CNHI News Service
The city of Greenup won’t be pulling out of a joint regional sewer project, as officials had earlier indicated it might.
The city council on Tuesday voted 5-1 to press ahead with the agreement, under which the city will send its waste water to the Wurtland sewer plant for treatment.
Earlier this month, the council expressed misgivings about continuing with the project, citing the as-yet-unknown effects of the February closure of the Sun Chemical Performance Pigments plant at Wurtland and the possibility Greenup sewer customers could see significant increases in their sewer bills as a result.
The council voted 4-1 to instruct City Attorney R. Stephen McGinnis to draft an ordinance rescinding its agreement with Wurtland and Greenup County to join the regional sewer commission. During the same meeting, the council also asked its consulting engineer, Richard Howerton, to complete a feasibility study on upgrading or building a new waste water treatment plant and took action to begin researching the ownership of property north of the current treatment plant in case the city needed to acquire it.

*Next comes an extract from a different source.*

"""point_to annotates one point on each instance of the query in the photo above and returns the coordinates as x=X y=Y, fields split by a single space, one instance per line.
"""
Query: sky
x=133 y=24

But, on Tuesday, Mayor Lundie Meadows said officials had learned that the city pulling out of the joint agreement would not be greeted favorably by officials with the state Division of Water.
According to Meadows, Shafiq Amawi, the division’s water infrastructure branch manager, paid a visit to Greenup on Monday and made it “abundantly clear” that the state still expected to abide by the order signed by then-Mayor Donna Hewlett in March 2007, under which the city agreed to eventually shutter its own aging sewer plant and tie on with Wurtland.
Amawi also told city officials it “would be in Greenup’s best interest” to proceed with the joint agreement and that failure to do so would result in more stringent enforcement action against the city’s current plant, Meadows said.
The mayor also said Amawi had indicated the division had “taken it easy” on the city with regard to enforcement because of the agreed order, but that Greenup could expect that stance to change dramatically if it backed out of the regional project.
If the scenario ever came to pass, the division could potentially impose hundreds of dollars a day in fines, which could drain the city’s treasury, Meadows said.
Councilman Marty Stephens — who said he was also in on the discussions with Amawi and agreed with Meadows that the city had little choice but to remain part of the joint sewer commission — made the motion for the city to do just that. Councilman Jeff Hurn seconded. Councilman David Black cast the only dissenting vote.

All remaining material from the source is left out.